Decepciona. No responde al anhelo general de cambio del modelo, ni para el Gobierno será, por tanto, el otro salvavidas al lado de los acuerdos de paz. Panderetas aparte, la propuesta de reforma a la salud que el Presidente radicó el martes pasado tiende a reafirmar la vocación privatizadora de la Ley 100 que convirtió la salud en cueva de ladrones. Descentraliza el servicio, sí; unifica beneficios y, con la creación de un fondo único de carácter público, quisiera devolverle al Estado el control de los recursos del sector. Pero en vez de poner a raya a las EPS, fuente principal del pantano en que se hunde la salud y usufructuarias del desvío de billones, el proyecto les “redefine” funciones sin desmedro de su poder. Así, las ventajas de un modelo mixto de convivencia y control recíproco entre los sectores público y privado podrán terminar embolatadas en el privilegio de los particulares que trocaron en negocio la salud.

El proyecto suprime la intermediación financiera directa de las EPS, mas ahora –como gestoras de salud- les entrega la organización del sector en redes regionales, el control de cuentas de los hospitales, y el poder de ordenarle al flamante Fondo estatal qué giros emite o retiene por servicios prestados a los 12 mil hospitales, clínicas y proveedores. La bicoca anual de 30 millones de cuentas y auditoría sobre 600 mil consultas, cirugías y laboratorios. Más aún, les permite mantener integración vertical en atención básica con sus hospitales. Tronera por donde se escurrió un torrente de dineros de salud hacia el bolsillo de las EPS. Seguirán ellas ejerciendo como aseguradoras en los niveles especializado y especial, vale decir, como intermediarias financieras. Y en tal condición seguirán, por pagar incapacidades y licencias de maternidad. Bien a tono con el literal x del Capítulo I del proyecto, según el cual los recursos  de la salud “son públicos hasta que se transfieren de Salud-Mía a los agentes del sistema”.

Exultando prerrogativas, las gestoras (mayormente EPS privadas) formalizarán contratos con las clínicas y hospitales que integran la red de salud en el área de gestión respectiva. También deberán “auditar las facturas por servicios prestados, realizar el reconocimiento de los montos a pagar y ordenar los giros directos desde Salud-Mía (a los prestadores de salud) y a los proveedores de medicamentos y dispositivos médicos”. Otro bastión de poder, ahora las EPS podrán gestionar, hacer seguimiento y control de la información administrativa, financiera y médica propia y de los hospitales y clínicas que pertenezcan a su red.

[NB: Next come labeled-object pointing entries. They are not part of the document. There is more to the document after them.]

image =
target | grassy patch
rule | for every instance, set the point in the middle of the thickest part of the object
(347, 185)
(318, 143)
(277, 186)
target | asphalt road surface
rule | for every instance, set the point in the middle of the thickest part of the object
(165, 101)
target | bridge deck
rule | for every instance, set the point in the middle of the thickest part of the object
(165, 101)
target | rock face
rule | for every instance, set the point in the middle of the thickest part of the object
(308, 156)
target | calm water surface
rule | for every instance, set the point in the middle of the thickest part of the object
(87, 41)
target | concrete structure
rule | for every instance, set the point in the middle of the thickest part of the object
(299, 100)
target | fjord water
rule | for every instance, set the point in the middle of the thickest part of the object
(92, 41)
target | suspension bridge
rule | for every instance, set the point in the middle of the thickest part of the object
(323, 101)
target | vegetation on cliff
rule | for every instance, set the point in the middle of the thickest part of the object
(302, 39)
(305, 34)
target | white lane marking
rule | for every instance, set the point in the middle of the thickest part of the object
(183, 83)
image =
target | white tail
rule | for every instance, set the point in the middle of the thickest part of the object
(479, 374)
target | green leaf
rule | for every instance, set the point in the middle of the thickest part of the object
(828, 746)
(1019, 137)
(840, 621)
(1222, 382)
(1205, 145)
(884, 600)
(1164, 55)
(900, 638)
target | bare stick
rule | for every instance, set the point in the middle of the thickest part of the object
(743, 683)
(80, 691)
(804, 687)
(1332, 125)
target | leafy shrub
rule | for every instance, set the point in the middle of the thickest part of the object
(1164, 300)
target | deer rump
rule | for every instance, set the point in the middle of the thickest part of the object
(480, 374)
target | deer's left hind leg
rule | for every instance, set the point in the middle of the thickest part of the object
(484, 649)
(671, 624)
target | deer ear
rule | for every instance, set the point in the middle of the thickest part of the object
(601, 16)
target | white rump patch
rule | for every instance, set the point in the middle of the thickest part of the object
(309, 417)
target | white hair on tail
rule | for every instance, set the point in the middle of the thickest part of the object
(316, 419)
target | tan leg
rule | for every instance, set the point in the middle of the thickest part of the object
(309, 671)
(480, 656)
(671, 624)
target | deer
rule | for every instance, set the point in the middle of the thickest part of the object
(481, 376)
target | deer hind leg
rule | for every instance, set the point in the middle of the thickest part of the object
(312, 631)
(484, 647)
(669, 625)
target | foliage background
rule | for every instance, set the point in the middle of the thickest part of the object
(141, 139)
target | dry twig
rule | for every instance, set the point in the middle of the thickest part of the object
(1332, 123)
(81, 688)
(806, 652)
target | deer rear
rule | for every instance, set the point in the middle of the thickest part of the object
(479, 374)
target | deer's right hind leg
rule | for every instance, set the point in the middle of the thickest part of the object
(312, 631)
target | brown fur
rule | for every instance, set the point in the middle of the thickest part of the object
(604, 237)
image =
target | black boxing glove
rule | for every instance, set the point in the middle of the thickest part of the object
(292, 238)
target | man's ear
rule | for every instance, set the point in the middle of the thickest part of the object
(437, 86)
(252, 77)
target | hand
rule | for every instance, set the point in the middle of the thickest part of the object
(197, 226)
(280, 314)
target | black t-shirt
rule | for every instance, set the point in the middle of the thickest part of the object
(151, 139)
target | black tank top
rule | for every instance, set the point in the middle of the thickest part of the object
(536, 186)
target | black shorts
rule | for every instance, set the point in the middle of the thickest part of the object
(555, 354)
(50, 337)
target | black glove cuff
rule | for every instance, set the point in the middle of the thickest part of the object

A una ley ordinaria de semejante envergadura debe precederla un estatuto de principios y estrategias que den marco y sentido a la definición del servicio médico y al modelo por seguir. Al lado de la presente, el Congreso debate una ley estatutaria que concibe la salud como derecho fundamental garantizado para todos por el Estado y financiado con recursos públicos. De donde no podría volver a desprenderse el paradigma mercantilista y discriminatorio que ha prevalecido en estos 20 años. Acaso mas bien un modelo mixto donde el Estado preserve la iniciativa y el control en la sustancia, y la empresa privada se ofrezca como complemento, limpiamente remunerado. Por lo demás, entre políticos y negociantes permanecería abierto un ojo escrutador de doble vía.

 La iniciativa oficial da demasiado a las EPS: éstas estructuran la red, se organizan verticalmente, envían los pacientes a sus hospitales, controlan la información, vigilan sus propias cuentas y ordenan sus propios pagos. El poder todo. Venga una ley que consagre al Estado como garante supremo del derecho a la salud. Sin meter gato por liebre.